The area you are in has tall buildings. Using your GPS there is like using the GPS in a canyon. Buildings are probably preventing your GPS from getting a satellite fix with a lot of satellites. When very few satellites are used in a 'fix', the Accuracy value increases dramatically. It is easily possible your GPS reports a location that is as much as 50 meters away from where the GPS says it is. Are you monitoring the Accuracy? You read about it in the links provided. If you monitor accuracy, you can eliminate geocoordinate readings that are more than say 5 or 10 meters distant from the true location.
You read the LocationSensor tutorial, you recall that the metric way of looking at 0.00001 of a degree of latitude is that 0.00001 deg converts to 0.9144 meters. The measurement tells us, satellite positional information can be reported is to a precision of 0.9 meters. The satellites report positional data using five decimal place precision. Does this mean that when a GPS gets a fix on multiple satellites that the smallest distance resolved should be 0.9144 meters? No. For other reasons, the best accuracy possible with specialized GPS receivers is on the order of three meters.

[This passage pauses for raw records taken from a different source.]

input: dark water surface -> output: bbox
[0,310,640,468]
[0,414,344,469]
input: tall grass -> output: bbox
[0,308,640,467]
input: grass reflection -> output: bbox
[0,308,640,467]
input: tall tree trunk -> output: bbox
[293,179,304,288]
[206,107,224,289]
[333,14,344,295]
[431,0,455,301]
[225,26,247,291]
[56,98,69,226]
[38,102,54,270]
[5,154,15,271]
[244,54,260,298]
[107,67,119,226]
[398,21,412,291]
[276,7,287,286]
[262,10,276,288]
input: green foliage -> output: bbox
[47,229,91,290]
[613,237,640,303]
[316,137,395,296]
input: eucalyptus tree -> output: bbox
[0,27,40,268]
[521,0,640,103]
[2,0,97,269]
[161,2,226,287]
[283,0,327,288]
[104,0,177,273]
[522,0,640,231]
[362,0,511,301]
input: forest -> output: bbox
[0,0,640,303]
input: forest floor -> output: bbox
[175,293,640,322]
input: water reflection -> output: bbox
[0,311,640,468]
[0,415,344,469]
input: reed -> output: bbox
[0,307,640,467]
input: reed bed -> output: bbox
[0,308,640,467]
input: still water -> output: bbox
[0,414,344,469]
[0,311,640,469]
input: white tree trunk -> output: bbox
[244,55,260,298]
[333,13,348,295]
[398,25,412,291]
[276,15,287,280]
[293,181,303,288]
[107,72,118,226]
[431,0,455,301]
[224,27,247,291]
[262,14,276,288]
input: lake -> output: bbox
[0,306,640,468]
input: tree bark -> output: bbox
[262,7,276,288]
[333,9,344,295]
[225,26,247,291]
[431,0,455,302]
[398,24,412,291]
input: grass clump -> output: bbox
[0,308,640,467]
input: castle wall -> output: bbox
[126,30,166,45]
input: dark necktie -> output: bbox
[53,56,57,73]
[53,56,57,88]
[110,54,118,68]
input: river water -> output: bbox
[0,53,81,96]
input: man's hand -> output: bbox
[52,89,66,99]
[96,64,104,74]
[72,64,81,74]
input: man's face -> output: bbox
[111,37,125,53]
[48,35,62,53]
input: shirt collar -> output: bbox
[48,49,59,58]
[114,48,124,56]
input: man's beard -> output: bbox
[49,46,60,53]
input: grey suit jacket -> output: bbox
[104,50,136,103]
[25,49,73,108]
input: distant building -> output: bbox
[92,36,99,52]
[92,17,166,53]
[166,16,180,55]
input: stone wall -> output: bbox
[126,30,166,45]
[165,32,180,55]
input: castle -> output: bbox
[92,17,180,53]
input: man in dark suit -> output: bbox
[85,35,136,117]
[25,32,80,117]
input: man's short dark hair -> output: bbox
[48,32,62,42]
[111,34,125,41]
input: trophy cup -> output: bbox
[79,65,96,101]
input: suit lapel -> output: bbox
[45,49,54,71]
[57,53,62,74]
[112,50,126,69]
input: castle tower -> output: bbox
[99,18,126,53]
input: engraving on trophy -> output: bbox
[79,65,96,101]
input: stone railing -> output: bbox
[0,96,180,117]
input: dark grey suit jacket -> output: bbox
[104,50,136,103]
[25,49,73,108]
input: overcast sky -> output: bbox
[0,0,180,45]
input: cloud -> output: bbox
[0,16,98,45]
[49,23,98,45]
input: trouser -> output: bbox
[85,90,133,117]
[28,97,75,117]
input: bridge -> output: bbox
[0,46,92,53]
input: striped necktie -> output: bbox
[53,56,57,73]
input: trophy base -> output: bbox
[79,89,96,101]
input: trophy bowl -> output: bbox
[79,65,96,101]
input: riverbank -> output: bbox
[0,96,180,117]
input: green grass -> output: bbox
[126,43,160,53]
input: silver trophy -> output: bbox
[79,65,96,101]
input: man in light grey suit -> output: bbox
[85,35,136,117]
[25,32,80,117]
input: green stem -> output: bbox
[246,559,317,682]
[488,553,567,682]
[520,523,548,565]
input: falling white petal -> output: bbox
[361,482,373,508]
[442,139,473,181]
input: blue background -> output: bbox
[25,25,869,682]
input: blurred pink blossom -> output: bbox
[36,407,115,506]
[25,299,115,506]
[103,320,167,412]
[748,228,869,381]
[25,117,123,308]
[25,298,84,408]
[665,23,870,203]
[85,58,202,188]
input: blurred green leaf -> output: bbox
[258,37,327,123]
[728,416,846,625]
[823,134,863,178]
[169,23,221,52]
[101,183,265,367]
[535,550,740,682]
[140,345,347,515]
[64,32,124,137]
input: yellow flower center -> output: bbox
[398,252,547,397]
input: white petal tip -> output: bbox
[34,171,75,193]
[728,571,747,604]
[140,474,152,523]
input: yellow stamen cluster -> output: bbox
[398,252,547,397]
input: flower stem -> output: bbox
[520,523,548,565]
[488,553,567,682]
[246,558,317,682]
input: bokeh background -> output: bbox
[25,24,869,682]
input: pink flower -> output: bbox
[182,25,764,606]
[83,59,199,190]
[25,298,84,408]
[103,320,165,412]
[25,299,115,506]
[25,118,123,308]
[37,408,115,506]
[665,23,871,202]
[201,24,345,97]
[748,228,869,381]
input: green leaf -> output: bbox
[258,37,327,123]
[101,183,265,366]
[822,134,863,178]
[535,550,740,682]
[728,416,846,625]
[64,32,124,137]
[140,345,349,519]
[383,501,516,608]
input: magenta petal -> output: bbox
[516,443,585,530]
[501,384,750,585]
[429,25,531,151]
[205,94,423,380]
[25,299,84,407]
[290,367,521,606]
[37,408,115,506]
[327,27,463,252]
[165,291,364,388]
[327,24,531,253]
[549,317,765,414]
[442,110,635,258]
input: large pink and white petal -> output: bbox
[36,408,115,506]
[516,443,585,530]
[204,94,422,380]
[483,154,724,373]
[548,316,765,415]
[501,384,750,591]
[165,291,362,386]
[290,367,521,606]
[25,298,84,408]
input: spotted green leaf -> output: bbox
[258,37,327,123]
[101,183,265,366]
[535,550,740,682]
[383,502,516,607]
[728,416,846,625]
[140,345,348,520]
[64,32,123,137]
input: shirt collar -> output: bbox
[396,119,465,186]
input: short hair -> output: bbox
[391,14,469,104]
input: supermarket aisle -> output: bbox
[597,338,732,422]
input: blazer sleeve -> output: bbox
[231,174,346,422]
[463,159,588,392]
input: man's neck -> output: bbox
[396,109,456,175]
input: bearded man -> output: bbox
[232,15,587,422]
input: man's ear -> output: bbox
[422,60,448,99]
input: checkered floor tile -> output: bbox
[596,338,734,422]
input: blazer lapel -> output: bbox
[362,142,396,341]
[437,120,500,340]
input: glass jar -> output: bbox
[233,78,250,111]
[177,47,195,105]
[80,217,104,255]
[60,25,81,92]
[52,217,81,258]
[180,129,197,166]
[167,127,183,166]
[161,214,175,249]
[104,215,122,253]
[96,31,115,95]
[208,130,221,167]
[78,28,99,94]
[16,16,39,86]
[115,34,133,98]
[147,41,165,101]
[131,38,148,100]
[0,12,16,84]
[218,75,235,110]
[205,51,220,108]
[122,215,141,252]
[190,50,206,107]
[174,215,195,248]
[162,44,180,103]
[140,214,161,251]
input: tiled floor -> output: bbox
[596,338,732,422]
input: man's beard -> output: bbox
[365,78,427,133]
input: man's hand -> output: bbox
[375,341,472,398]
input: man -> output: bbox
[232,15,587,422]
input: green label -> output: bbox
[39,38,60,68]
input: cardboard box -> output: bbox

Depending on how frequently you update the LocationSensor, Hossein's comment might be correct. The TTS can interfere with the LocationChanged depending on timings. I would put the TTS in a separate block that controls how often the LocationSensor is updated.
Is it possible to do what you want, getting the phone to vibrate or the TTS to speak. The high buildings means the Accuracy is going to probably be a large value.